Manchester City sigue apareciendo en el tablero solo como el club que Guardiola dejó atrás. Acabó segundo en la Premier League con 78 puntos, así que esto nunca fue el caso de un entrenador huyendo de un barco a la deriva. La salida tenía que ver con otro puesto, en otro país y con un nivel de incertidumbre muy distinto.

El asterisco que señalan los analistas

El asunto del dinero ha hecho mucho ruido, pero no conviene sobredimensionarlo. Los informes apuntaron a que Guardiola pidió un salario de 20 millones de euros para hacerse cargo de Italia, aunque Maldini sostuvo que el aspecto económico no era relevante en absoluto para Pep. Por eso, la lectura más convincente no es simplemente salario sí o salario no, sino encaje, momento y compromiso. La supuesta respuesta de Guardiola fue bastante clara: “Gracias, me siento honrado, pero en este momento no lo siento”.

Las palabras del propio Maldini van en la misma dirección. “Lo ideal sería tener al entrenador antes de que termine esta semana, pero quizá todavía sería más ideal esperar a la persona que de verdad queremos”, afirmó. Es una admisión bastante clara de que Italia no pretende ganar esta carrera solo por velocidad.

La reconstrucción más larga de Italia

La magnitud del reto forma parte del problema. Maldini y Leonardo explicaron que el proyecto podría tardar de 8 a 10 años en devolver a Italia al lugar que quiere ocupar en el escenario mundial. Es un horizonte larguísimo para cualquier técnico, y ayuda a entender por qué la búsqueda arrancó con los nombres más grandes y ahora puede tener que bajar varios escalones en la lista.
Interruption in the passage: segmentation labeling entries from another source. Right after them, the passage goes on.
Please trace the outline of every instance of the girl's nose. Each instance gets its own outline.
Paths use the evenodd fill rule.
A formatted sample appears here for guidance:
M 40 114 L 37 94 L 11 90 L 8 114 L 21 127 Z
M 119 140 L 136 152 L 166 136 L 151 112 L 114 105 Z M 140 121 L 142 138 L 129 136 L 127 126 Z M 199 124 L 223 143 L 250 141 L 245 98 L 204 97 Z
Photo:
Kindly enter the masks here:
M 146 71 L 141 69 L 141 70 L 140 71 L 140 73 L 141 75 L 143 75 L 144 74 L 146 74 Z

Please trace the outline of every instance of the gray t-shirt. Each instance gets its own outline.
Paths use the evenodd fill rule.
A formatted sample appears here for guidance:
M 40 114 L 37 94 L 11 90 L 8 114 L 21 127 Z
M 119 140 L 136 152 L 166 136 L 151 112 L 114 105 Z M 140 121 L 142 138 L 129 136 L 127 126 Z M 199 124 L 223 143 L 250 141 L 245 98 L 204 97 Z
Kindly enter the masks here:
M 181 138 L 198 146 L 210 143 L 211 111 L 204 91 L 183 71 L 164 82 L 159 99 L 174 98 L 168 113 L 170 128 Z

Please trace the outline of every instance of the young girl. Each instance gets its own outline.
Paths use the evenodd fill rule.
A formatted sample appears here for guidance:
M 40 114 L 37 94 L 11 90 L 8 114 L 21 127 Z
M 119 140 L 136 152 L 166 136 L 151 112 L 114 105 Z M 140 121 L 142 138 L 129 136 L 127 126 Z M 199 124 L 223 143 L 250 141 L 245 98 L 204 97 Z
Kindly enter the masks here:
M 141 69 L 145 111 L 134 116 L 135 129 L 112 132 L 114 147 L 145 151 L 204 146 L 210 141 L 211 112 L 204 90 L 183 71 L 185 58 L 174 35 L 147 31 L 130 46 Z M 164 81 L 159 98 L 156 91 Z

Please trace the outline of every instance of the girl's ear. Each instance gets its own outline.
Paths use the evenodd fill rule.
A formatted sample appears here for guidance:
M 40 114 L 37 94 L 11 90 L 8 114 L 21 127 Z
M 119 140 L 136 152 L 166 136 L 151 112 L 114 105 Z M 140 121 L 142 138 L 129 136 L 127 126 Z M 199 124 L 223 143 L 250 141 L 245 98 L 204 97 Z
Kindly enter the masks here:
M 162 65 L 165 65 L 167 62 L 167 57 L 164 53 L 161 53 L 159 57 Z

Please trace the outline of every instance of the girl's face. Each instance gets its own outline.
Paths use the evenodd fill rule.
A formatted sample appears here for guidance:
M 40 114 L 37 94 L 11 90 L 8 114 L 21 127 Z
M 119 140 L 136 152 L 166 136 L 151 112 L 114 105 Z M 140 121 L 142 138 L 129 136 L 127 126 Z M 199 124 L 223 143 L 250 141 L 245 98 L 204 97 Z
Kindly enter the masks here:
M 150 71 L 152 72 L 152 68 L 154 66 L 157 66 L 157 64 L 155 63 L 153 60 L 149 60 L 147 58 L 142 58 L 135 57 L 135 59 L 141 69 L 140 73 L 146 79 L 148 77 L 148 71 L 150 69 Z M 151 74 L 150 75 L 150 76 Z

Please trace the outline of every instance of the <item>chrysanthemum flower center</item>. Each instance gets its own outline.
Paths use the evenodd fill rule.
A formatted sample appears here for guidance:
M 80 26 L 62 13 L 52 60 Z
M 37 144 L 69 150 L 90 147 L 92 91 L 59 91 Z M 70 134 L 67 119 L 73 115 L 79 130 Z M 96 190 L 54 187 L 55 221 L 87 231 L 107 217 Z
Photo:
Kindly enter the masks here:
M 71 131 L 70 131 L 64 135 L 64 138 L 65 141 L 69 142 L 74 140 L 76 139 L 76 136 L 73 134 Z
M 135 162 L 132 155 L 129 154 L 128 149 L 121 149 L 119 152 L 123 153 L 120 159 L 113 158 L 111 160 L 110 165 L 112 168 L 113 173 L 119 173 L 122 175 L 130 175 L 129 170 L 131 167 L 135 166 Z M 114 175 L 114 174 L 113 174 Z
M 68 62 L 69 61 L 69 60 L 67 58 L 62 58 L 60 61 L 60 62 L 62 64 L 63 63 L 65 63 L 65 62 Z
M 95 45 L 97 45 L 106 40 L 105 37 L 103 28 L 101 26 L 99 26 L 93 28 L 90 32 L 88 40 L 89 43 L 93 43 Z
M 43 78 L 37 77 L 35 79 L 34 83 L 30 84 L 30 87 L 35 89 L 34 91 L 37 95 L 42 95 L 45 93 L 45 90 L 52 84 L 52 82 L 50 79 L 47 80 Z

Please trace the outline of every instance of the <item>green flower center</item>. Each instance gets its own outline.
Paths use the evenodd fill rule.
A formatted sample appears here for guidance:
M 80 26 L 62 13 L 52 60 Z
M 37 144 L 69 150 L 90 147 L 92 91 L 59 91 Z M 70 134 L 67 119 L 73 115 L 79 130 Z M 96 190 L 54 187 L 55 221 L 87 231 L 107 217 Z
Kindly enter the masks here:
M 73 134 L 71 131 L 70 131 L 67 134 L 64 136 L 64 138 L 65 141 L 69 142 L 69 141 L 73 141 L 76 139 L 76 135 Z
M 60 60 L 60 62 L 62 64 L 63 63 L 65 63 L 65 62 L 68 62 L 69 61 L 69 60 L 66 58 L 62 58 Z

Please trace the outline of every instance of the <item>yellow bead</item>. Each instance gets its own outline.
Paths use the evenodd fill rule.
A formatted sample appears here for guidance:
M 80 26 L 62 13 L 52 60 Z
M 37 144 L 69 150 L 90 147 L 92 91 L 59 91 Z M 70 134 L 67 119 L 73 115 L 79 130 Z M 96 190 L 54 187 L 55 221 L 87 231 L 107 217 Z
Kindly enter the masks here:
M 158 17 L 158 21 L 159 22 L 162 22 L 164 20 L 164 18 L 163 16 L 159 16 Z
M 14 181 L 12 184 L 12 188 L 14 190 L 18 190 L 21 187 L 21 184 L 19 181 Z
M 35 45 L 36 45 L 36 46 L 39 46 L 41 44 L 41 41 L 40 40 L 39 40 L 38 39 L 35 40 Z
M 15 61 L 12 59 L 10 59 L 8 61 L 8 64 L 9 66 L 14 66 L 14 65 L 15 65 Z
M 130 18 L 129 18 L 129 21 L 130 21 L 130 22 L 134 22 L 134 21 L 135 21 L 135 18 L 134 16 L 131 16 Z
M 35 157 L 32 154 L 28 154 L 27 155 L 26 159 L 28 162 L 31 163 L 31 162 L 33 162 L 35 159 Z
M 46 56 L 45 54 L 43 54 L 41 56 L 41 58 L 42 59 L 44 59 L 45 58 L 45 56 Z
Maldini lo dejó aún más claro al añadir: “Hay una cierta prisa, pero no una prisa precipitada. No podemos negar que también hablamos con Carlo Ancelotti antes de hablar con Pep, y parecía lógico empezar por quienes considerábamos los mejores del mundo”. Italia quería la respuesta más rotunda posible. El no de Guardiola les obliga ahora a buscar otra, y el próximo nombramiento ya suena a la verdadera historia, más que la reunión de Barcelona.